Via Sean Higgins at the Washington Examiner comes the news that the International Union, United Automobile, Aerospace and Agricultural Implement Workers of America (UAW — yes, that's its full name) has come to its senses.
UAW had petitioned the National Labor Relations Board for a revote at the Chattanooga, Tennessee, Volkswagen plant
where workers, 712-626, rejected its bid for unionization. But before the board could rule, it withdrew its petition.
Its official reason, per Higgins, is that Republicans such as Sen. Bob Corker, whom UAW was accusing of having influenced the outcome, refused to testify before the board. Corker and other state Republicans had threatened to withdraw a $1 billion incentive package to keep the facility in Chattanooga if workers voted for unionization.
The real reason, Higgins reports, is that UAW bosses feared an even more humiliating defeat the second time around.

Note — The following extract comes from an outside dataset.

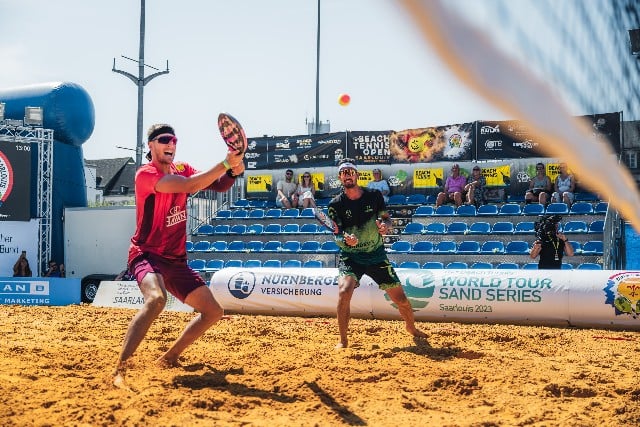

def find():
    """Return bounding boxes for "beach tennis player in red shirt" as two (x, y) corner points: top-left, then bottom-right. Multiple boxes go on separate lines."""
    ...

All of this is a severe—possibly fatal—setback for the UAW. That's because, as I noted in Time after the initial vote, the union regarded winning the Volkswagen vote as a crucial first step in a broader effort to reverse decades of decline. Since 1979, its membership has plummeted from 1.5 million to about 380,000 and it has managed to unionize not a single foreign automaker to offset these losses. What's more:
This particular plant in Chattanooga was supposed to be easy pickings because, thanks to pressure from IG Metall, the German workers union, Volkswagen had signed a neutrality agreement with the UAW. In Germany, unions can veto management decisions that don't serve worker interest. And IG Metall had threatened to bar the company from manufacturing a new line of SUVs in Chattanooga, the only Volkswagen facility worldwide that is not unionized, unless it remained "neutral" by forfeiting its right to campaign against the UAW. The company went even further: It not only allowed the UAW to set up a vote drive office inside the plant, but denied unionization opponents similar space.

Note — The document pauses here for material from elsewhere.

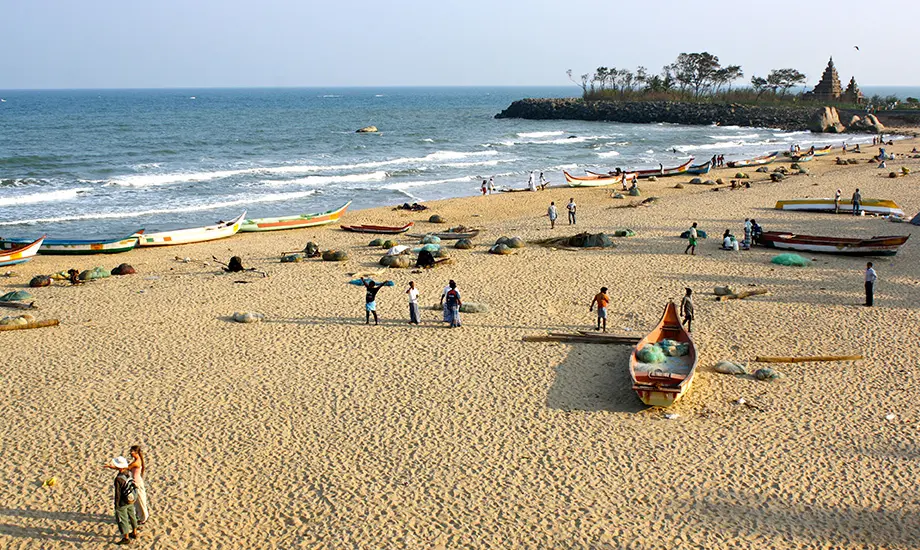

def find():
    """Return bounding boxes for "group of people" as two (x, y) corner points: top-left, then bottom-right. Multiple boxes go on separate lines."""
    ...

But voting for unionization would have been suicidal for VW workers, given that Tennessee has become the South's auto hub by actively marketing itself as a union-free zone. Three foreign automakers are located there. Not just in Tennessee, I noted, but in the South as a whole, workers tend to be strongly protective of their anti-union heritage. The UAW has tried various degrees of organizing drives at Nissan, Mercedes, Honda, Toyota and Mercedes-Benz without success. Indeed, at a Nissan plant in Canton, Mississippi, which might be the UAW's next target, anti-union workers have taken to wearing T-shirts saying, "If you want a union, move to Detroit."